Scenarios examined in the Bashe Attack report from the Cyber Risk Management (CyRiM) show that an infected email can spread the attack to all contacts and encrypt data on up to 30 million devices worldwide in just 24 hours. Victims would be expected to pay a ransom to decrypt their data or to replace their infected devices.
This level of loss represents a worst case scenario, however, an attack on this scale would damage a wide range of business sectors through lost productivity and consumption, IT issues, ransom payments and supply chain disruption.
Under the scenario, researchers estimated that retail and healthcare would be the most affected ($25bn each), followed by manufacturing ($24bn). Across the globe, the US would be hardest hit with $89bn at risk, while Europe could lose $76bn, Asia as much as $19bn and the rest of the world could lose $9bn.
The report said that despite the sky-high potential costs for business, more than 86% of the total economic costs remain uninsured creating an insurance gap of $166bn.
It said: “Asia is one of the fastest-growing markets for cyber insurance. The market saw an 87% increase in cyber insurance take-up rates in Asia in 2017 with the current global premiums estimated to total $50 million. The increase in cyber-attacks in 2017 in Asia over recent years means companies are more likely to have standalone cyber insurance than before. Further insurance take-up is likely in the future.”
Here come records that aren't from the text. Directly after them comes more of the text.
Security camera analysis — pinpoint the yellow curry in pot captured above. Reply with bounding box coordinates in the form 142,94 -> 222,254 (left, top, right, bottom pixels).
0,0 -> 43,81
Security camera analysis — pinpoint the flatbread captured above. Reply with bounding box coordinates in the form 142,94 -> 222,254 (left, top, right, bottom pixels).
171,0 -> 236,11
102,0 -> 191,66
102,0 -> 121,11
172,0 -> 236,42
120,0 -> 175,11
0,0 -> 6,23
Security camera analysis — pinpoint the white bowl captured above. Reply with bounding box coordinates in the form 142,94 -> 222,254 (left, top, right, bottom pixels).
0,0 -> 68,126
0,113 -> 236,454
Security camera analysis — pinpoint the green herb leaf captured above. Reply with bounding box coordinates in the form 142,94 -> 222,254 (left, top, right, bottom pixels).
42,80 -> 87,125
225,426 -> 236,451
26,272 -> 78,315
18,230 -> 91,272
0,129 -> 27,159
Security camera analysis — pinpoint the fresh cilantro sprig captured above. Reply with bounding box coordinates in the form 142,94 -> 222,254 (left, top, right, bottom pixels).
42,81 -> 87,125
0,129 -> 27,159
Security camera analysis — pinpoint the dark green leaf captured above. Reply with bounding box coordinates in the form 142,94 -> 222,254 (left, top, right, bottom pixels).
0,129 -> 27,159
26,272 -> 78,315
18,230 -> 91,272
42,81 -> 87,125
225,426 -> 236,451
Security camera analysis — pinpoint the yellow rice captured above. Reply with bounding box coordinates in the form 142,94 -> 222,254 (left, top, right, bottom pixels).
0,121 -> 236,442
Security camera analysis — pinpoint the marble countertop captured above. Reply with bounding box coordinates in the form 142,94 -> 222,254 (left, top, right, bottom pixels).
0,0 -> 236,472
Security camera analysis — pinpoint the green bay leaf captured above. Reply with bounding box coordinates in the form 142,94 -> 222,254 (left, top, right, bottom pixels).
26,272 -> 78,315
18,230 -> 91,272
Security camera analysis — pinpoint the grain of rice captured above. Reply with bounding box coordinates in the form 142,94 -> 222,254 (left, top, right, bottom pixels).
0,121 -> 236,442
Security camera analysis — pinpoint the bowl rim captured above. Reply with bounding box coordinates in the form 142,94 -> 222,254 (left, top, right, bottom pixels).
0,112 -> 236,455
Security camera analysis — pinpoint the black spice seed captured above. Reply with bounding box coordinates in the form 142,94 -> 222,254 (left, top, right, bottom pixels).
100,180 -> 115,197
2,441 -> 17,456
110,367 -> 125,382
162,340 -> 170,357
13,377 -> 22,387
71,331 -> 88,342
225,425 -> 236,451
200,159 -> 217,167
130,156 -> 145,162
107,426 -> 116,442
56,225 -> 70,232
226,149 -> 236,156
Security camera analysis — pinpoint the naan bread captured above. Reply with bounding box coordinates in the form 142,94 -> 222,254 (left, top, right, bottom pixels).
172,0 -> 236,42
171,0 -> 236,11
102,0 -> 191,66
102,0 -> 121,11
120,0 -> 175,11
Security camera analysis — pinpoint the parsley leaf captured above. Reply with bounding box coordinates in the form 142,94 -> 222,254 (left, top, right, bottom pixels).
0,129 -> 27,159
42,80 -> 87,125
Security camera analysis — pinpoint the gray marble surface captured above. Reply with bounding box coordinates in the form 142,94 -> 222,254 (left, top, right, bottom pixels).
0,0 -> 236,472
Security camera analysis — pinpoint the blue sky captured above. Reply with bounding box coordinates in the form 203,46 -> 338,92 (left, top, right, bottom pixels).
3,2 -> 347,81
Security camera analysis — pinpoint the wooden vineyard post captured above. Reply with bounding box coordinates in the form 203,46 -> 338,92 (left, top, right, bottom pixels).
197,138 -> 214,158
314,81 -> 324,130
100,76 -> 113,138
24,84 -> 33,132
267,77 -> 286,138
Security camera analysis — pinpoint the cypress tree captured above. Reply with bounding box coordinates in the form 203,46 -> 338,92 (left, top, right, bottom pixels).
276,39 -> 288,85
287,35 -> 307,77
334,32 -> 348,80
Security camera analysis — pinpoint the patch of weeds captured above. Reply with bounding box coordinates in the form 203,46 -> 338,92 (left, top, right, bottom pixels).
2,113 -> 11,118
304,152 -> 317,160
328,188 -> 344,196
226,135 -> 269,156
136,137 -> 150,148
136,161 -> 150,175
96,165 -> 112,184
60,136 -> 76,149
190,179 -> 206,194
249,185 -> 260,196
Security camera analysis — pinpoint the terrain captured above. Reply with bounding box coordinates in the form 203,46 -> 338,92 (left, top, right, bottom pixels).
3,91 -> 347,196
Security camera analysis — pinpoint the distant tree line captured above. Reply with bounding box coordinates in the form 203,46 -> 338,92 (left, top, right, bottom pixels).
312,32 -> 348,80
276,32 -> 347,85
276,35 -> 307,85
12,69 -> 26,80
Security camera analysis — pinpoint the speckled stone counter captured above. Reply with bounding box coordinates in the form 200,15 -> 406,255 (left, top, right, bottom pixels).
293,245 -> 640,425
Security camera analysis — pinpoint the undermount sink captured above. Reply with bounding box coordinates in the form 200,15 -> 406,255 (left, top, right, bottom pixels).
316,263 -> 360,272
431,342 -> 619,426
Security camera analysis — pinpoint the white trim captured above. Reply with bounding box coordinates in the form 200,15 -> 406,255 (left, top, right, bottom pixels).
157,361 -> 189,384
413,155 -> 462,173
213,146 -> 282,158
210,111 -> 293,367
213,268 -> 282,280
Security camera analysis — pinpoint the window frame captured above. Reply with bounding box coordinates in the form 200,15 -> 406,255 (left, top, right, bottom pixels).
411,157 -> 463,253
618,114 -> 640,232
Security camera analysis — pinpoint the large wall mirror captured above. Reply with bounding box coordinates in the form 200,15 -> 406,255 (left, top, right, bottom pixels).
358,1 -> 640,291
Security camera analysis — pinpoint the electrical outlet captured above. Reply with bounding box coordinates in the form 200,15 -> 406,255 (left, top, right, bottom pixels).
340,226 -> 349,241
The US is the world’s most developed cyber market, which is growing year on year, while in Europe GDPR legislation and penalties for non-compliance are expected to drive further growth for insurers.
Dr Trevor Maynard, head of innovation at Lloyd’s, said: “This report shows the increasing risk to businesses from cyber-attacks as the global economy becomes more interconnected and reliant on technology. Companies must ensure they are better prepared for ransomware attacks, and that includes working with insurers to reduce the risks before they are attacked and ensure they have the right insurance cover in place to respond after the event. The reality for business is it’s not if you get attacked but when.”
Global head of cyber at TransRe Elizabeth Geary said: “The insurance industry must also acknowledge and appreciate the potential for systemic risk, in addition to monitoring loss frequency and severity. This report seeks to quantify that systemic economic and insured impact. It represents an important step forward in our understanding, and provides a benchmark for business interruption and its associated costs”.
Pointing to the global WannaCry and NotPetya events of 2017, Andrew Mahony, regional director for Aon, said that organisations were now more alert. But he said: “There remains, however, a reluctance to move forward with the necessary risk prevention and transfer measures without a clear picture of the financial impact such an attack might cause. The Bashe report addresses this issue, demonstrating with precision how an attack unfolds and how it affects insureds and insurers. The report sets the standard that organisations should aspire to when assessing their own cyber exposure.”
The CyRiM project is led by Nanyang Technological University in collaboration with industry partners including Lloyd’s, Aon, MSIG, SCOR and TransRe and academics at the Cambridge Centre for Risk Studies.